Basic usage shorthand#
For convenience, it is not necessary to go through each of the
aforementioned steps individually. Instead, QCut provides a function
run()
that executes the whole wire-cutting sequence.
The same example can then be run like this:
backend = AerSimulator()
observables = [0,1,2, [0,2]]
estimated_expectation_values = ck.run(cut_circuit, observables, backend)

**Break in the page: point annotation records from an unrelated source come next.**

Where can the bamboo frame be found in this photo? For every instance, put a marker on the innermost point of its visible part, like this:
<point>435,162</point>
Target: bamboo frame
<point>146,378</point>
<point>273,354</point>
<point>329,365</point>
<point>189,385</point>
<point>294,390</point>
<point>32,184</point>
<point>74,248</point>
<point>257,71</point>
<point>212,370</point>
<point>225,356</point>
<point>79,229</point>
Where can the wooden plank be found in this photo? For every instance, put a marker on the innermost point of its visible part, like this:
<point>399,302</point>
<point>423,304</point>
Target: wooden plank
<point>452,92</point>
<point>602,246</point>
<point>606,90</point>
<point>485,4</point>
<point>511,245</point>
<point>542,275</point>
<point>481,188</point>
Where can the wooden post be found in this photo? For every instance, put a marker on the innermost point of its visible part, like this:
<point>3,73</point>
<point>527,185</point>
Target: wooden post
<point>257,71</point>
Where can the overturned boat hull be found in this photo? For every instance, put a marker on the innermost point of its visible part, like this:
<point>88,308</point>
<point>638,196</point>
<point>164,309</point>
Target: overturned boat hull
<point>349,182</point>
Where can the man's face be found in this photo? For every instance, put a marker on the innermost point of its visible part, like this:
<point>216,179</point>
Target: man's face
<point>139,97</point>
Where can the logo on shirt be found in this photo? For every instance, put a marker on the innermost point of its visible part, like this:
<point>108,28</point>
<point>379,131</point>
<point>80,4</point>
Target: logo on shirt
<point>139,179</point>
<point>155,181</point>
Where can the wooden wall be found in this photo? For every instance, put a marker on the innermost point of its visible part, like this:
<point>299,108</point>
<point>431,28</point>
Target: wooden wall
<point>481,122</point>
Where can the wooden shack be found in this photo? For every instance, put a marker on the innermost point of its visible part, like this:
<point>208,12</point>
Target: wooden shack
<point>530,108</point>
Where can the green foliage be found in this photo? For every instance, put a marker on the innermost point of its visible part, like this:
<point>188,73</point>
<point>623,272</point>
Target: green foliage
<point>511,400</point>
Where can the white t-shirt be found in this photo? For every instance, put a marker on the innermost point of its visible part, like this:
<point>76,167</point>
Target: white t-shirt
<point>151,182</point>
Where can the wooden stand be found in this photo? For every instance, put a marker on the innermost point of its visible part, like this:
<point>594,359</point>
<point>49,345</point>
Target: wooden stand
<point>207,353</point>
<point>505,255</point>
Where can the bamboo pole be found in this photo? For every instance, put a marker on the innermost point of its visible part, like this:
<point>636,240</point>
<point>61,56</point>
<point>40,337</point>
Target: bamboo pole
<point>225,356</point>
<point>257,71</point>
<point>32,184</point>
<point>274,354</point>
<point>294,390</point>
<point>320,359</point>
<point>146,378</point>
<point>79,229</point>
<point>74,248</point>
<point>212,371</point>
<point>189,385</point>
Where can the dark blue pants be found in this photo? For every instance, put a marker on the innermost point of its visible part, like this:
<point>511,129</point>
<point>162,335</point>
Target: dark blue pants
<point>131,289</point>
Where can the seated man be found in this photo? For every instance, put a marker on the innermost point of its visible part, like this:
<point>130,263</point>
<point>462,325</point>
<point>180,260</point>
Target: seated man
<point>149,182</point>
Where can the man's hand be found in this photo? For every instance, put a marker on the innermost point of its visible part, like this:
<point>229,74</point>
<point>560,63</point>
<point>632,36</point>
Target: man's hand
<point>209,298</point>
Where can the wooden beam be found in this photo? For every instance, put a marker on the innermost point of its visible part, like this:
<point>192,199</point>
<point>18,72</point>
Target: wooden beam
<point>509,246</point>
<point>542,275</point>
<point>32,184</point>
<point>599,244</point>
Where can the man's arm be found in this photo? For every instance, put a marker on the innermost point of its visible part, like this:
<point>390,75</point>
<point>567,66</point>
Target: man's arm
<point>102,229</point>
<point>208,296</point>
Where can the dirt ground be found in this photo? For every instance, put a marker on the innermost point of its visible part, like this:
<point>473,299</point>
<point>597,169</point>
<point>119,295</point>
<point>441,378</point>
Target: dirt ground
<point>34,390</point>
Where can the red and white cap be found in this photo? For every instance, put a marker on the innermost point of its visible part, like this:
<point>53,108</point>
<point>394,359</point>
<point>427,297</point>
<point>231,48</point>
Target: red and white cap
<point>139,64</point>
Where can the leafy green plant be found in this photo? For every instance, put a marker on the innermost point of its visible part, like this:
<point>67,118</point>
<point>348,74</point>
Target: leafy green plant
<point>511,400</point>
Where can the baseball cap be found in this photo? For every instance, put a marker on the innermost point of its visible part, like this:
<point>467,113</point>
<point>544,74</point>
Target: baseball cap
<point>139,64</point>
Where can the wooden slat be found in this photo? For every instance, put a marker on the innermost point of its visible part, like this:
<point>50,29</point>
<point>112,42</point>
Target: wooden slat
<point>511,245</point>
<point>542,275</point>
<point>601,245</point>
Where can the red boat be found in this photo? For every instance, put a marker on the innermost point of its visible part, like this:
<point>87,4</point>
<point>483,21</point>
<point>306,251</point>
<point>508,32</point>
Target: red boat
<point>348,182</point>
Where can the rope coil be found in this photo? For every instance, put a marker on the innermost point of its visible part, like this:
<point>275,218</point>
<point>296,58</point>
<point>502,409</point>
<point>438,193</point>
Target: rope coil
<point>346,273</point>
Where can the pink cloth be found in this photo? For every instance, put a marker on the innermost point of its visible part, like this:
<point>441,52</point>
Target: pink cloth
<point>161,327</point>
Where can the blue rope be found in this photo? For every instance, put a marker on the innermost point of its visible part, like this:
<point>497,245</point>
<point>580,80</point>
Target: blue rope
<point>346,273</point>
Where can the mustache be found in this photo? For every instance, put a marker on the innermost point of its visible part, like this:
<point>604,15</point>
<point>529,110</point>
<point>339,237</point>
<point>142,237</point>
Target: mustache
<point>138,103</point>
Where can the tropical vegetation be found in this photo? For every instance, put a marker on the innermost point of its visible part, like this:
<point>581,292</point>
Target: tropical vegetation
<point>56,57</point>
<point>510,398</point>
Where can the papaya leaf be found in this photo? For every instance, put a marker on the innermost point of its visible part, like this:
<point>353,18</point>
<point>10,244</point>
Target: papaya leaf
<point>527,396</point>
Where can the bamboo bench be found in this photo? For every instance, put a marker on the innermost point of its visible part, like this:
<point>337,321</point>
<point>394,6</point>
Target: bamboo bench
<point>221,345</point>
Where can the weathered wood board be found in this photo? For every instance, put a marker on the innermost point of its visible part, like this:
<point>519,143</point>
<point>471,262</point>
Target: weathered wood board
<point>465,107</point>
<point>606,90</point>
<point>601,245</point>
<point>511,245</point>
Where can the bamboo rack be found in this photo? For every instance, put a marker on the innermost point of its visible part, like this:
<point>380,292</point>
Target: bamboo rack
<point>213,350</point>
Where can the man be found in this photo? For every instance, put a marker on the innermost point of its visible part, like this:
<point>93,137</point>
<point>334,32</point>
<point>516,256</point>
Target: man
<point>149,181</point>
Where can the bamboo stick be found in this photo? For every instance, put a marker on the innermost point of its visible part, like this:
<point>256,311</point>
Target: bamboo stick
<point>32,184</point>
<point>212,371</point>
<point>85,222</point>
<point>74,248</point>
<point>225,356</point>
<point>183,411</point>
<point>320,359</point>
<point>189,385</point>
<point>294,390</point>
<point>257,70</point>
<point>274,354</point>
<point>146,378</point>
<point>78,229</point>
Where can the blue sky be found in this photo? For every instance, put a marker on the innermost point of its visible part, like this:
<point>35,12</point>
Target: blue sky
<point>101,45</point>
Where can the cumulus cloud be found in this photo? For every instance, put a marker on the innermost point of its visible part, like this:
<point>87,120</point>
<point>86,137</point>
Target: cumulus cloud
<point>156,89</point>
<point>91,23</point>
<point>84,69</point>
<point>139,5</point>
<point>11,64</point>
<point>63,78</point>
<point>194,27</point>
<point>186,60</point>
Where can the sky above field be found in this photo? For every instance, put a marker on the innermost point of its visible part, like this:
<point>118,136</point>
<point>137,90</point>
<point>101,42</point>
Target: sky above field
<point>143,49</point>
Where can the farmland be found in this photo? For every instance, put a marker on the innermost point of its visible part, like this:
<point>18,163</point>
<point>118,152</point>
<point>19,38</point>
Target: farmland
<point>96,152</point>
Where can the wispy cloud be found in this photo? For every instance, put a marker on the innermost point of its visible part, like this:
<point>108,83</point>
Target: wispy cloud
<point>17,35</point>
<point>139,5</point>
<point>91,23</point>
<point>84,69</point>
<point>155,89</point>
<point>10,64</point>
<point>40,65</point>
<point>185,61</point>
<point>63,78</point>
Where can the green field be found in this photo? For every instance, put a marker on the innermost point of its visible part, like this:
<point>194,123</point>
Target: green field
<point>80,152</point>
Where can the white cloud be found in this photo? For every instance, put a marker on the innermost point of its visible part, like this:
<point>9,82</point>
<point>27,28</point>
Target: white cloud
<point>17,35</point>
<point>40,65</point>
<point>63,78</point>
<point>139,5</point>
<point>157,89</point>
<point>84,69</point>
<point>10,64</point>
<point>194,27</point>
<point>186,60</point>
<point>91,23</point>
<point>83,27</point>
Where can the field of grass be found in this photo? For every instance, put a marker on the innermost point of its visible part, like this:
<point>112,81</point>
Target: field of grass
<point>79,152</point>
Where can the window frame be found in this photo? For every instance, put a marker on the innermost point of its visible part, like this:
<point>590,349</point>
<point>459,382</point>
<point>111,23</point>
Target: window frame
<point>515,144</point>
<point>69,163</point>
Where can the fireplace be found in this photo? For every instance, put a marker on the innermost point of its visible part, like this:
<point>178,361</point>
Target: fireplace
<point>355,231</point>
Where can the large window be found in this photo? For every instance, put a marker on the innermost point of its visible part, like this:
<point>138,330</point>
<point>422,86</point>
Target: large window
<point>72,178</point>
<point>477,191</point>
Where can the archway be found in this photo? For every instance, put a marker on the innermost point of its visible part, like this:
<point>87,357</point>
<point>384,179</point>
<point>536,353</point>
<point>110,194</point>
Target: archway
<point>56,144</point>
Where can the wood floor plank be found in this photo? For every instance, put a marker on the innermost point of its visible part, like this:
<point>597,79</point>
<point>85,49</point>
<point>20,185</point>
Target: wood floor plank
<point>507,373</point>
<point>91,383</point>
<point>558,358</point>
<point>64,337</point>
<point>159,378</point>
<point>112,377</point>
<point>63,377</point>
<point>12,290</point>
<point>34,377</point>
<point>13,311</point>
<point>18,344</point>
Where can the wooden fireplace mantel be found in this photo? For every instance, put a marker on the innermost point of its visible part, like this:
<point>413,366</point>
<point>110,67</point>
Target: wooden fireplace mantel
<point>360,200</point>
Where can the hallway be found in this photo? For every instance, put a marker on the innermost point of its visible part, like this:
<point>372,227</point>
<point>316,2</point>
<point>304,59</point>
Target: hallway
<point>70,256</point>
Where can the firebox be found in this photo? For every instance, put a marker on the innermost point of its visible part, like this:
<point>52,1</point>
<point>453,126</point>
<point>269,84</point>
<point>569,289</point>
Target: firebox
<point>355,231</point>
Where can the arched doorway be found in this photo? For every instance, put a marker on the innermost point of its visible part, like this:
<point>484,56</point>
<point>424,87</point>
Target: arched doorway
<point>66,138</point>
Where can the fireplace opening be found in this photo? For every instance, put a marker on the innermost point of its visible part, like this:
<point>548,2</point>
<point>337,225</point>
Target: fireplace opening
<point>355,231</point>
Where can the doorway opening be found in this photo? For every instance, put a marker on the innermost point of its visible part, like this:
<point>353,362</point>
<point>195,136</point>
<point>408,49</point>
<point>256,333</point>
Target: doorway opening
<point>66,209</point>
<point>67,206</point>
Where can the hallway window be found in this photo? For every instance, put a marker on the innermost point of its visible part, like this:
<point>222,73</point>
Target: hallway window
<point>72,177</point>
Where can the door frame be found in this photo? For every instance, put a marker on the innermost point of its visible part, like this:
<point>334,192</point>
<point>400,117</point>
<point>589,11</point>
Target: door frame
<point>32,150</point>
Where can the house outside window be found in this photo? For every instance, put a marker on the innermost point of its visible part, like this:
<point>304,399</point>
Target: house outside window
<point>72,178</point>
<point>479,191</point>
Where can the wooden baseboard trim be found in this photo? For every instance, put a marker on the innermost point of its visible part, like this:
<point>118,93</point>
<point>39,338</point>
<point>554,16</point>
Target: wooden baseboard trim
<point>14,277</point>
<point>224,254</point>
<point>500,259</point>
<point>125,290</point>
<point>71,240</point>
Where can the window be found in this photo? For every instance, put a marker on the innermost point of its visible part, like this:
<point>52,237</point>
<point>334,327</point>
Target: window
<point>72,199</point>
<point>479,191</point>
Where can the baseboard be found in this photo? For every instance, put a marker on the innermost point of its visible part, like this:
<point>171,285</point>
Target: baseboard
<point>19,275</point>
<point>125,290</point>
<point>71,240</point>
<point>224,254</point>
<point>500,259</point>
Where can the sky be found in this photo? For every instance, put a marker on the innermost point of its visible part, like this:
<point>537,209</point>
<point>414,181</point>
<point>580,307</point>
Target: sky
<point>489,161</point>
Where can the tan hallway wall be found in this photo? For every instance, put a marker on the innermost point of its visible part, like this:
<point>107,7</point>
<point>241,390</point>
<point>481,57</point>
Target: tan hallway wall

Running on IQM fake backends#
To use QCut with IQM’s fake backends it is required to install Qiskit IQM. QCut supports version 13.7. Installation can be done with pip:
pip install qiskit-iqm
After installation just import the backend you want to use:
from iqm.qiskit_iqm import IQMFakeAdonis()
backend = IQMFakeAdonis()
To tranpile experiment circuits to the backend one can either manually call qiskit
transpile in a loop or use QCut’s transpile_experiments()
function:
transpiled_experiments = ck.transpile_experiments(experiment_circuits, backend)
Now one can proceed like before.
Running on FiQCI#
For running on real IQM hardware through the Lumi supercomputer’s FiQCI partition follow the instructions here. If you are used to using Qiskit on jupyter notebooks it is recommended to use the Lumi web interface.
Running on other hardware#
Running on other providers such as IBM is untested at the moment but as long as the hardware can be accessed with Qiskit version < 1.0 the QCut should be compatible.